Studies of multiple Arabidopsis CRWN genes also unveiled their functional redundancy in suppressing autoimmunity. RNA sequencing (RNA-seq) experiments of several crwn single and double mutants indicated that the gene expression profile of these mutants was concomitant with the activation of pathways related to plant–pathogen interactions, for example, in the activation of PR1 (PATHOGENESIS-RELATED1) and PR2 and PR5 expression (Guo et al., 2017; Choi et al., 2019). With ectopically activated biotic stress response pathways, crwn1 crwn2 and crwn1 crwn4 double mutants showed greater resistance to infection with virulent bacterial pathogens (Guo et al., 2017; Choi et al., 2019).

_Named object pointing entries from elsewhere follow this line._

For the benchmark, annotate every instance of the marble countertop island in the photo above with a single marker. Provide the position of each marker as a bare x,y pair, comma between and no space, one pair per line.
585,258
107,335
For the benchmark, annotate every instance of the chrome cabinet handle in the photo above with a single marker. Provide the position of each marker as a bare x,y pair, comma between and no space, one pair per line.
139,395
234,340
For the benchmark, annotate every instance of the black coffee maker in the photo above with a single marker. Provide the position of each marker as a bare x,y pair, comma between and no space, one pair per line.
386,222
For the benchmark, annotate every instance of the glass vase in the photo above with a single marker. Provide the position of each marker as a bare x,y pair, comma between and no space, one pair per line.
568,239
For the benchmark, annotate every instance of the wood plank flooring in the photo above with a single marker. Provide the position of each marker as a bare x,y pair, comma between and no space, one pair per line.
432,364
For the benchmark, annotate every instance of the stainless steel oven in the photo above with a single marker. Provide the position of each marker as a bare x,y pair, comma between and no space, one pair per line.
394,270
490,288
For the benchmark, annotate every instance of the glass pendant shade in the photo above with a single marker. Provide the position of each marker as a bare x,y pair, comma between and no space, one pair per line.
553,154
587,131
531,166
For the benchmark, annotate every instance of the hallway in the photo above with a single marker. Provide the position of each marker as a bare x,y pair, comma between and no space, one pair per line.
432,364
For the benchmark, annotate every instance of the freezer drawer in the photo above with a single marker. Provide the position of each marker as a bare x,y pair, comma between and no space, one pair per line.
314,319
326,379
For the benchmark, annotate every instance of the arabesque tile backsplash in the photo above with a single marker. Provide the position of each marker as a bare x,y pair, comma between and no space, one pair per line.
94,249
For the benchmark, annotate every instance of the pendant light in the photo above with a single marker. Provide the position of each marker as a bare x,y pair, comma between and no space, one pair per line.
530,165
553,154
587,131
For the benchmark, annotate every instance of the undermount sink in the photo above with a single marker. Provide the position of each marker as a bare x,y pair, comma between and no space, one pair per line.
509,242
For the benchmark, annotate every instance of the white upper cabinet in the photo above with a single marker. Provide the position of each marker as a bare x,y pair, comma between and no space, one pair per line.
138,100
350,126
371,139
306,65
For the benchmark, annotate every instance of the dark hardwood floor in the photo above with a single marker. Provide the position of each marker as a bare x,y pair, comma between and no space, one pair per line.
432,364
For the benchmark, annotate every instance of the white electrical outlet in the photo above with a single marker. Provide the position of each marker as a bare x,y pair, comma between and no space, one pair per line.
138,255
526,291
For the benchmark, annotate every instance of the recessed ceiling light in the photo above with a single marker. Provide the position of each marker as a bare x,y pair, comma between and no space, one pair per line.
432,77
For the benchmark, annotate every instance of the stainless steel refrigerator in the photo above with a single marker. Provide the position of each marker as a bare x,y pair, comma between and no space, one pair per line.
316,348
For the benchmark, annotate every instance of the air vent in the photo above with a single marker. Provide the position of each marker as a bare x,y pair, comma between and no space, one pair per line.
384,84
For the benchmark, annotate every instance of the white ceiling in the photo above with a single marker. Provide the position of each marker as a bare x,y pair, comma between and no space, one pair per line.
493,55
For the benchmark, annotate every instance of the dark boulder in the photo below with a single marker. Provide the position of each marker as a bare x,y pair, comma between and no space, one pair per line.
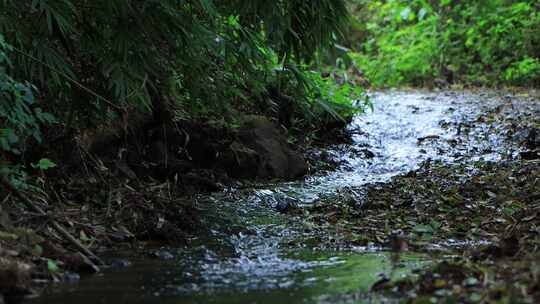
261,151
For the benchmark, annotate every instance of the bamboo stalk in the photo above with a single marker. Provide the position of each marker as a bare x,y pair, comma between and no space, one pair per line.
91,257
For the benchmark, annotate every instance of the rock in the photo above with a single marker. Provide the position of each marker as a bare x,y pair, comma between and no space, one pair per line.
241,161
119,263
283,206
71,277
162,255
261,151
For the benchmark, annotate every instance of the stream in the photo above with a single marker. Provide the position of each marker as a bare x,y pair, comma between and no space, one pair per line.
254,254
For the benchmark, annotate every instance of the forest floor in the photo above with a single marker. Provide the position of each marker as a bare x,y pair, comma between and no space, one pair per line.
479,218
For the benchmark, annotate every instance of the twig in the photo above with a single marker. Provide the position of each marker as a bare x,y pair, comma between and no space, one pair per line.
85,251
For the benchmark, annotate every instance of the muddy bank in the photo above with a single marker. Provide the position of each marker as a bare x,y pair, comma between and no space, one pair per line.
438,144
131,189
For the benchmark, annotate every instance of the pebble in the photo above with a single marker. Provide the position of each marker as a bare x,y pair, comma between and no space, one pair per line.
283,206
71,277
162,255
120,263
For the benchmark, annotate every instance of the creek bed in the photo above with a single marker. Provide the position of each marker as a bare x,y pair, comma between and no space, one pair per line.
269,259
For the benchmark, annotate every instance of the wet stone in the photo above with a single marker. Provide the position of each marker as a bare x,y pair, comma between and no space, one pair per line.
162,255
71,277
120,263
283,206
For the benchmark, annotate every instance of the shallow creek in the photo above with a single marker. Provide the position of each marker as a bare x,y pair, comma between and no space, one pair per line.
246,257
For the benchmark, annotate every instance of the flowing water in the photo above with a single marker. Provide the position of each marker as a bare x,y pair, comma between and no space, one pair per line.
247,258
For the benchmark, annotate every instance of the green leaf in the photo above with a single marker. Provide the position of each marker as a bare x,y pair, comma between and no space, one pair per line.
52,266
44,164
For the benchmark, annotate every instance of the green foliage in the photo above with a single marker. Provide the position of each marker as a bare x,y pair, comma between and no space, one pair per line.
20,118
199,57
417,41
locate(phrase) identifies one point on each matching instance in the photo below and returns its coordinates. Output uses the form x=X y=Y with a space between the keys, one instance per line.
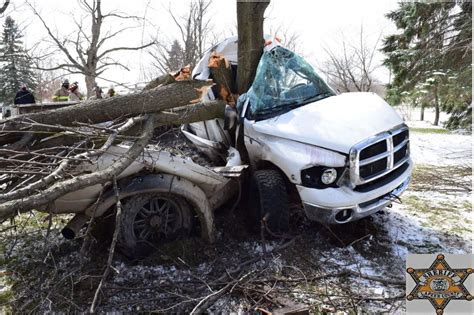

The liverwort Marchantia polymorpha is a dioecious non-vascular plant with a mostly haploid life cycle and a highly streamlined genome: small size (ca. 280 Mbp) with low genetic redundancy (Tanurdzic and Banks, 2004). Early phylogenetic analysis indicates that the Marchantia genome possesses only one NMCP homolog (hereafter referred to as “MpNMCP”) (Ciska et al., 2019). It is not known if this sole NMCP gene in Marchantia shares conserved functions as those discovered in higher plants. In this study, we report that MpNMCP is a lamina-like nuclear periphery protein. We found that while the growth of Mpnmcp mutants was suppressed, loss of NMCP did not block vegetative growth of Marchantia, and Mpnmcp mutant nuclei did not show altered nuclear size or shape. We also found that a heterochromatic region from the Marchantia male sex chromosome displayed preferential perinuclear localization, but it detached from the NL in Mpnmcp nuclei and decondensed. However, MpNMCP proteins did not show direct interactions with chromatin at the nuclear periphery. Nevertheless, transcriptome experiments indicated that MpNMCP was involved in suppressing ectopic stress responses. Overall, the Marchantia NMCP has remarkable differences in functional conservation compared with NMCPs in higher vascular plants, except the sphere of plant stress responses, where it retains a similar function.
Results
MpNMCP Promotes Basic Growth of Marchantia
The Marchantia genome assembly has been recently upgraded from a scaffold (v3.1) to chromosomal scale version (v5.1) containing slightly more annotated genes (Montgomery et al., 2020). Thus, we performed a homology search to check if there were additional Marchantia NMCP homologs missed in the earlier phylogenetic analyses using the older genome assembly. The protein sequences of Arabidopsis CRWN1 and another two NMCPs from Physcomitrella patens were used to search for Marchantia NMCP homologs with Basic Local Alignment Search Tool for protein sequences (BLASTp). For each of the inquiry sequences, only one hit was found, confirming that the Marchantia genome encodes only one putative NMCP (Supplementary Figure 1; Ciska et al., 2019).
Next, to clarify the function of MpNMCP, we generated Mpnmcp mutants using the CRISPR/Cas9 system, by which two guide RNAs were designed to delete most of MpNMCP’s coding region (Figure 1A). All T1 mutant lines carrying a deletion allele displayed severely delayed thallus growth; among them, we chose two lines in the Takaragaike-1 (Tak-1) background, namely, Mpnmcp-1 and Mpnmcp-2, for further phenotype characterization. Sequencing of these mutants revealed that both of them had a ∼3-kb deletion between the two single-guide RNAs (sgRNAs) (Figures 1A,B). Under a standard greenhouse condition, Mpnmcp mutant thalli showed dwarf phenotypes and curly branches as compared with the WT Tak-1 plants (Figure 1D). Asexual reproduction of Mpnmcp mutants was largely unaffected: they could produce gemma cups similarly to WT Tak-1 thalli (Figure 1E). Smaller gemmae, however, were found within these gemmae cups (Figure 1F).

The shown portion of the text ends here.